Benchmark 10-year yields rose five basis points, or 0.05 percentage point, to 1.96 percent at noon London time, based on Bloomberg Bond Trader prices. They reached 1.97 percent, the highest level since April 26. The 1.625 percent note maturing in November 2022 fell 13/32, or $4.06 per $1,000 face amount, to 97 1/32. The rate has climbed 26 basis points since Dec. 28, the biggest weekly advance since March 16.
U.S. debt slid along with its German and U.K. peers. The 10-year bund yield rose seven basis points to 1.55 percent, while the rate on similar-maturity gilts increased to as much as 2.13 percent, the most since April 30.
Collins sees Treasuries finding support with yields below the “psychologically important” 2 percent level before today’s jobs data. Support refers to an area on a price graph where analysts expect buy orders to be grouped.
Equities are outperforming bonds. The MSCI All-Country World Index of stocks advanced 4.3 percent in the past month, including reinvested dividends, according to data compiled by Bloomberg.
The U.S. 10-year term premium, a model created by Fed economists that includes expectations for interest rates, growth and inflation, showed Treasuries were the closest to fair value in eight months.
The figure was negative 0.67 percent, the most since May. A negative reading indicates investors are willing to accept yields below what’s considered fair value.
The U.S. jobless rate was 7.7 percent in December, the same as November, based on a Bloomberg News survey of 74 economists before the Labor Department report at 8:30 a.m. New York time. The last time the rate was so low was December 2008. It has averaged 6 percent over the past two decades.
The economy gained 153,000 jobs, versus 146,000 in November, according to a separate survey of analysts.

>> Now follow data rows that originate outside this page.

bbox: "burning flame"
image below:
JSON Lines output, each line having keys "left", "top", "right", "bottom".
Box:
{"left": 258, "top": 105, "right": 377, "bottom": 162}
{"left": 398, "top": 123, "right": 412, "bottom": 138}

At 10 a.m., the Institute for Supply Management will say its services index, which covers almost 90 percent of the economy, eased to 54 in December from the prior month’s 54.7 reading, according to the Bloomberg surveys. A gauge above 50 signals expansion. Data from ADP Research Institute yesterday showed companies added more workers than economists expected.

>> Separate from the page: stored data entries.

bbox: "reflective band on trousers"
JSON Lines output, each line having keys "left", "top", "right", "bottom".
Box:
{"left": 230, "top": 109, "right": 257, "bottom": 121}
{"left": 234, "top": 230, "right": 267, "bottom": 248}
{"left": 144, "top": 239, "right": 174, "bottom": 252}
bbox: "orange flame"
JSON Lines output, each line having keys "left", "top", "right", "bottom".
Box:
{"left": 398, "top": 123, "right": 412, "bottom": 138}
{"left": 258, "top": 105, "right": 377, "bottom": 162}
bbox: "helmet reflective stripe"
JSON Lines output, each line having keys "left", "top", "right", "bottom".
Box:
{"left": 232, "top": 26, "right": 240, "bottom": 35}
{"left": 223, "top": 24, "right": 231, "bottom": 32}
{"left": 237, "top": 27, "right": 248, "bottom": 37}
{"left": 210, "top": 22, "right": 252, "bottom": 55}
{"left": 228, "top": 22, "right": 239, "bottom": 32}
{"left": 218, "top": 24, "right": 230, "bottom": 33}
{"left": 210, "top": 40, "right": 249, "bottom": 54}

“I’m bearish on Treasuries,” said Hajime Nagata, who helps oversee the equivalent of $117.7 billion as an investor in Tokyo at Diam Co., a unit of Dai-ichi Life Insurance Co. “The economy looks like it’s getting better. Stocks will probably outperform bonds.”
Treasuries fell yesterday after Fed policy makers said they may end their $85 billion monthly bond purchases in 2013.
Minutes from the Federal Open Market Committee’s Dec. 11-12 meeting show a divide among participants on how long the purchases should last. Those who provided estimates were “approximately evenly divided” between participants who said it would be appropriate to end the purchases around mid-2013 and those who said they should continue beyond that date.
“The so-called risk-free assets such as Treasuries or bunds or gilts don’t look as appealing at the moment,” said Georg Grodzki, London-based head of credit research at Legal & General Investment Management, which has about $290 billion of bond funds. “They had a pretty bad start to the year and now with the FOMC minutes out it can only get worse and if today’s nonfarm payroll number surprises on the upside, it could be another bad day for Treasuries.”
Grodzki spoke in an interview on Bloomberg Television’s “On the Move” with Francine Lacqua.
Bonds slid earlier in the week as U.S. lawmakers approved a budget averting income-tax increases for more than 99 percent of households, breaking an impasse about how to avoid the so-called fiscal cliff.
Treasuries are tumbling as the government prepares to start this year’s auctions.
The U.S. plans to sell $32 billion of three-year notes, $21 billion of 10-year securities and $13 billion of 30-year bonds over three days starting Jan. 8, the Treasury Department announced. The amounts are unchanged from the last time the government issued this combination of securities in December.